O ex-presidente dos Estados Unidos, Donald Trump, assinou uma ordem executiva que cria uma força-tarefa no Departamento de Justiça para contestar leis estaduais que regulam inteligência artificial. Na prática, Trump quer federalizar o tema, alegando que a “colcha de retalhos” de quase 700 projetos de lei abertos em 2024 ameaça a competitividade norte-americana.
O que a ordem executiva determina
• Criação da AI Litigation Task Force no Departamento de Justiça, encarregada de processar ou anular leis estaduais consideradas inconstitucionais ou que conflitem com políticas federais.
• Avaliação, pelo Departamento de Comércio, de cada lei estadual de IA; estados que não se alinharem podem perder verbas do programa Broadband Equity, Access and Deployment.
• A FTC terá de esclarecer quando regras estaduais que “alterem saídas verídicas” de modelos de IA são pré-empcionadas pelas leis federais de práticas comerciais desleais.
• A FCC estuda criar um padrão nacional de relatório e transparência para modelos de IA, sobrepondo normas estaduais.
Por que Trump mira os estados
Exemplos citados pelo texto incluem a Colorado AI Act, que proíbe discriminação algorítmica e entra em vigor em 2026, e a SB-53 da Califórnia, que exige transparência em decisões de RH movidas por IA. Segundo Trump, regras assim poderiam “forçar modelos a mentir” para evitar impactos diferentes entre grupos protegidos.
Como isso afeta desenvolvedores e empresas de TI
• Menos obstáculos em casa, mais fôlego ao P&D: se a ordem prosperar, startups e grandes players poderiam acelerar lançamentos nos EUA sem adequar produtos a 50 legislações diferentes.
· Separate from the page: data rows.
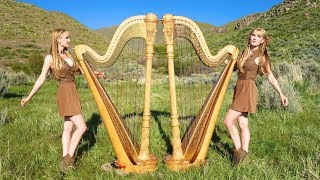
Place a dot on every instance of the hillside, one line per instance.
(293, 25)
(26, 28)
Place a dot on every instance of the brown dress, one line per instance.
(67, 95)
(245, 95)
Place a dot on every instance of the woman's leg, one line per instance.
(66, 136)
(245, 132)
(229, 122)
(81, 128)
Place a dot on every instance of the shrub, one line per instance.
(3, 116)
(35, 63)
(4, 82)
(287, 75)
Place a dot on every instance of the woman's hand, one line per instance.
(24, 101)
(284, 100)
(99, 74)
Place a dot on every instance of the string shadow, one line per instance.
(89, 137)
(10, 95)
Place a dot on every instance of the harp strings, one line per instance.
(126, 85)
(194, 80)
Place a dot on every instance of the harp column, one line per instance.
(151, 22)
(176, 161)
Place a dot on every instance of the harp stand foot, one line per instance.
(141, 166)
(176, 165)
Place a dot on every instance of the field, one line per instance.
(284, 144)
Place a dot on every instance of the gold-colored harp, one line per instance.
(130, 157)
(193, 147)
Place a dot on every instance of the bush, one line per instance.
(287, 75)
(3, 116)
(35, 63)
(4, 82)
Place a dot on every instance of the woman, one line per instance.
(253, 60)
(63, 69)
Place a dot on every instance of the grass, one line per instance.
(284, 145)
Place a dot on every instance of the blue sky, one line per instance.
(97, 14)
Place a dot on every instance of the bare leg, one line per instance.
(66, 136)
(81, 128)
(229, 122)
(245, 132)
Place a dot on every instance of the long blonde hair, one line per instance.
(54, 51)
(264, 61)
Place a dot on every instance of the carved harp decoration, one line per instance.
(193, 147)
(130, 157)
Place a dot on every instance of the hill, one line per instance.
(293, 25)
(26, 28)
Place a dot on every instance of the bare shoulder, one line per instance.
(48, 59)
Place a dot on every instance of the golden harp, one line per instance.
(193, 147)
(130, 157)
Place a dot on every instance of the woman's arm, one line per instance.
(46, 66)
(273, 81)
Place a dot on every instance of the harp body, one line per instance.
(193, 147)
(130, 157)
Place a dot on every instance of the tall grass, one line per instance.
(284, 144)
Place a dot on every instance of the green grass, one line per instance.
(283, 145)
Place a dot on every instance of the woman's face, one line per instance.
(64, 39)
(256, 38)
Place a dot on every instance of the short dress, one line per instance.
(67, 95)
(245, 95)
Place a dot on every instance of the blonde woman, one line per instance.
(254, 60)
(63, 69)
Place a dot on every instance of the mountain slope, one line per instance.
(26, 28)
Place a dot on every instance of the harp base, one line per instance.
(141, 166)
(176, 165)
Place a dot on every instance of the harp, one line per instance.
(193, 147)
(130, 156)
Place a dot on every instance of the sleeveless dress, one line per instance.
(245, 95)
(67, 95)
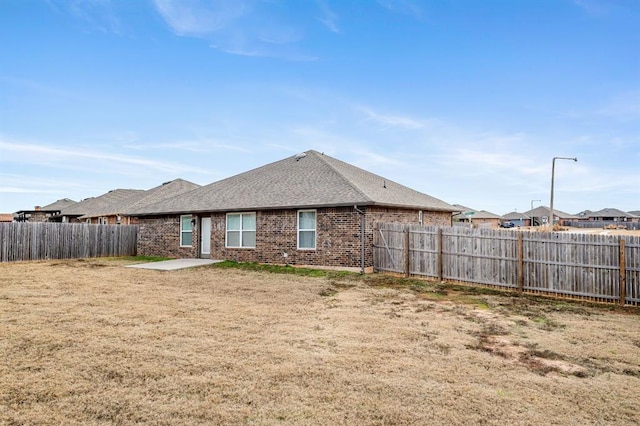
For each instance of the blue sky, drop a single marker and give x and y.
(465, 100)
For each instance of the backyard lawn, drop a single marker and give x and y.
(93, 342)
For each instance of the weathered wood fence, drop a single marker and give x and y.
(44, 240)
(595, 267)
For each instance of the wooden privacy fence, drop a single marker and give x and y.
(44, 240)
(595, 267)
• A conta chega na UE: quem vender para a Europa seguirá preso ao EU AI Act, que já exige auditorias de risco, governança e human-in-the-loop. Ou seja, compliance duplo é inevitável.
• Pressão por infraestrutura: na prática, produtos de IA consomem GPUs topo de linha (NVIDIA RTX 4090, H100, ou novas AMD Instinct MI300) e energia em escala de data center. Menos burocracia pode acelerar compras dessas placas, servidores e sistemas de refrigeração, beneficiando quem vende hardware high-end.
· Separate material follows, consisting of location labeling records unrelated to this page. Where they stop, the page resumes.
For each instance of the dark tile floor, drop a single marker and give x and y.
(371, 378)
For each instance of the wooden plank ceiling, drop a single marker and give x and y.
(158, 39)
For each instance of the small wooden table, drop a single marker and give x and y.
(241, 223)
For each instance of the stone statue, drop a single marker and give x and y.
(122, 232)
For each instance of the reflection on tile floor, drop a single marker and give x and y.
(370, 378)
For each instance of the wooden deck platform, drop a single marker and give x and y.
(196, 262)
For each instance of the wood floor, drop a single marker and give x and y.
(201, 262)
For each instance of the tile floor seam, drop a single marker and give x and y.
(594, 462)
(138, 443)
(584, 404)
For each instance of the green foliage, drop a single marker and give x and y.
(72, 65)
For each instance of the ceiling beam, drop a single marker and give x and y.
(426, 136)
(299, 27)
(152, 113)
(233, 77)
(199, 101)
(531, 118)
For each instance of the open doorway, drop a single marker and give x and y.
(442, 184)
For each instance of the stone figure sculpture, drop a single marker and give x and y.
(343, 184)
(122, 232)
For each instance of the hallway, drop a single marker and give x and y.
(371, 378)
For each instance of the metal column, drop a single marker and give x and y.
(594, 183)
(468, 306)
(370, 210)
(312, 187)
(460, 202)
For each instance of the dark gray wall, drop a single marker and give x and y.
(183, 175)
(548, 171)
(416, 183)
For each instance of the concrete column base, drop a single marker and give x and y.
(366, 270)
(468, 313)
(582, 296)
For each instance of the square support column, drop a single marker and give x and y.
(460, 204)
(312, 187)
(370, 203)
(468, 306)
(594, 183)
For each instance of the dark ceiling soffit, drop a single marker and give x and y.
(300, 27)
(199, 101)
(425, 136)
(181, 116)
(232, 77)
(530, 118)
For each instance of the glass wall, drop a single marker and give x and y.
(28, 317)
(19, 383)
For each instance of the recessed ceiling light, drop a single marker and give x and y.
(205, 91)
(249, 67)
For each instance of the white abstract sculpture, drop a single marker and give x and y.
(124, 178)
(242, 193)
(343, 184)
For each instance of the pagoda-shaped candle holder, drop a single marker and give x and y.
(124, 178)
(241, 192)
A corrida do hardware: GPUs, data centers e energia
A cada novo modelo de linguagem ou ferramenta generativa, cresce a demanda por placas potentes. Se os EUA flexibilizarem regras, o mercado interno tende a antecipar upgrades — tanto entusiastas que treinam modelos em casa quanto provedores de nuvem como AWS e Microsoft Azure. Resultado? Mais procura por:
• GPUs gamer de ponta (RTX 4080/4090) — usadas para fine-tuning em pequena escala.
• Placas profissionais como NVIDIA H100 ou AMD MI300 para clusters.
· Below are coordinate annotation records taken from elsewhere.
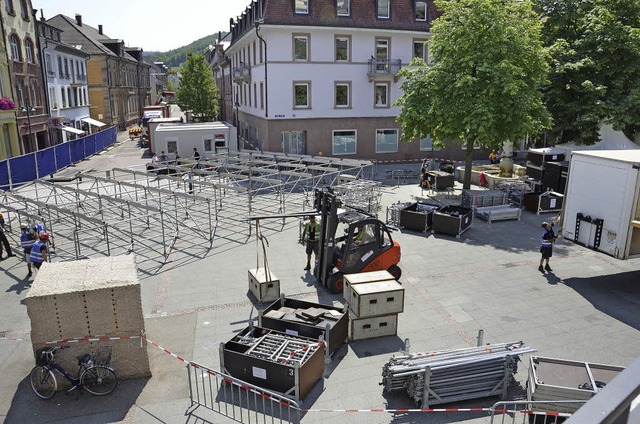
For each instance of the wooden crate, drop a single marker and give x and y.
(372, 327)
(361, 278)
(377, 298)
(264, 285)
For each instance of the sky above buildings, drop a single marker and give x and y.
(154, 25)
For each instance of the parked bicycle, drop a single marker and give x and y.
(95, 375)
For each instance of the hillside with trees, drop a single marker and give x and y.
(177, 57)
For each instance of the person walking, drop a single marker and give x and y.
(27, 239)
(39, 251)
(311, 235)
(4, 241)
(546, 248)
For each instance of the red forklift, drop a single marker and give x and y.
(351, 241)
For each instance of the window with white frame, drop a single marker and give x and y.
(344, 142)
(209, 145)
(301, 95)
(300, 47)
(343, 94)
(294, 142)
(28, 49)
(427, 144)
(15, 48)
(384, 11)
(342, 48)
(382, 94)
(343, 7)
(421, 11)
(420, 49)
(47, 64)
(302, 6)
(387, 141)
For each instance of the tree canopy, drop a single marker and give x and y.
(595, 66)
(483, 85)
(197, 92)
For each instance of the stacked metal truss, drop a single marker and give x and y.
(453, 375)
(481, 198)
(364, 195)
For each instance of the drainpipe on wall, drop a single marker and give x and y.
(266, 80)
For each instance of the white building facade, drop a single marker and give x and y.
(319, 77)
(66, 80)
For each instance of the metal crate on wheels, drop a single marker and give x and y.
(277, 361)
(453, 220)
(314, 320)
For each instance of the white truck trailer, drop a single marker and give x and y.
(208, 138)
(602, 201)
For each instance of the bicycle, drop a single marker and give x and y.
(97, 377)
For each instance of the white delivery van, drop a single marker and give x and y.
(602, 201)
(208, 138)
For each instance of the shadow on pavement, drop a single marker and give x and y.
(84, 407)
(617, 295)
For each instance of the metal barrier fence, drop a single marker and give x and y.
(18, 170)
(538, 412)
(236, 399)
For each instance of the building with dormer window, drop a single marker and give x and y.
(65, 73)
(320, 77)
(117, 76)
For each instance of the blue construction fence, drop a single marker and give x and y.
(19, 170)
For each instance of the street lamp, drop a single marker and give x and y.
(28, 109)
(237, 106)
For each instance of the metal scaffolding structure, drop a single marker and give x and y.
(186, 207)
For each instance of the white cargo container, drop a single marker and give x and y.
(602, 201)
(208, 137)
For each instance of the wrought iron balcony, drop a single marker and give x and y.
(384, 69)
(242, 73)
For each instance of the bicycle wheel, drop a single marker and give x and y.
(43, 382)
(99, 380)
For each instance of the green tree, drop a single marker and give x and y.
(197, 92)
(483, 85)
(595, 66)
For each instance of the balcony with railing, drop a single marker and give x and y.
(79, 79)
(242, 73)
(384, 69)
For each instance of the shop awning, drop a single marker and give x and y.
(71, 130)
(94, 122)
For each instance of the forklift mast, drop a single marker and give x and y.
(326, 203)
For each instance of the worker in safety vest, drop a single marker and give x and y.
(312, 236)
(39, 251)
(27, 239)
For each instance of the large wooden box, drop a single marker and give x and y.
(296, 317)
(238, 360)
(372, 327)
(89, 298)
(361, 278)
(264, 285)
(453, 220)
(377, 298)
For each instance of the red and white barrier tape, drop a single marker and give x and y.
(83, 339)
(167, 351)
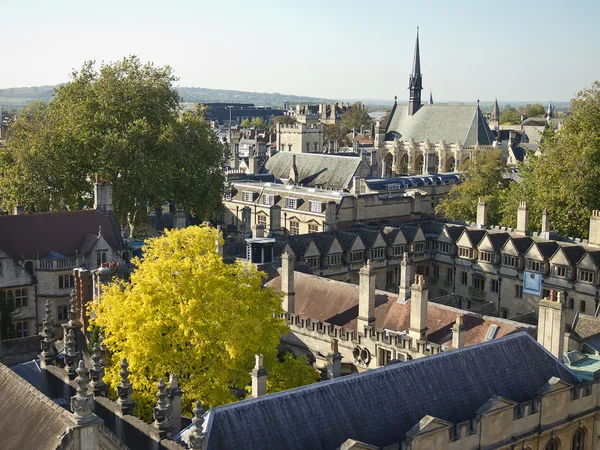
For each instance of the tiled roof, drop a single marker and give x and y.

• SSDs NVMe de alta capacidade e fontes de alimentação robustas — itens com margens atraentes em programas de afiliados.
Imagem: Gyana Swain
Europa segue o caminho oposto
Enquanto Trump fala em “menos regulação”, o AI Act europeu já virou referência global. Analistas destacam que multinacionais tendem a padronizar suas políticas internas pelo padrão mais estrito para evitar retrabalho. Ou seja, mesmo que Trump vença a briga doméstica, empresas continuarão criando salvaguardas éticas, bias testing e logs de auditoria — tudo isso exige infraestrutura de TI e profissionais especializados.
E agora?
A ordem executiva ainda pode enfrentar contestações judiciais e depende do Congresso para virar lei permanente. No curto prazo, porém, já envia um recado: o governo republicano quer remover barreiras para quem desenvolve IA dentro dos EUA. Para o consumidor final — e para quem pensa em montar um novo PC para projetos de machine learning — isso pode significar lançamentos mais rápidos e, potencialmente, preços melhores em hardware, já que a demanda doméstica cresce sob ambiente regulatório favorável.
Fique de olho: se você acompanha o mercado para decidir qual placa de vídeo ou servidor comprar, a evolução desse embate regulatório pode determinar onde e quando as fabricantes vão disponibilizar seus produtos mais avançados.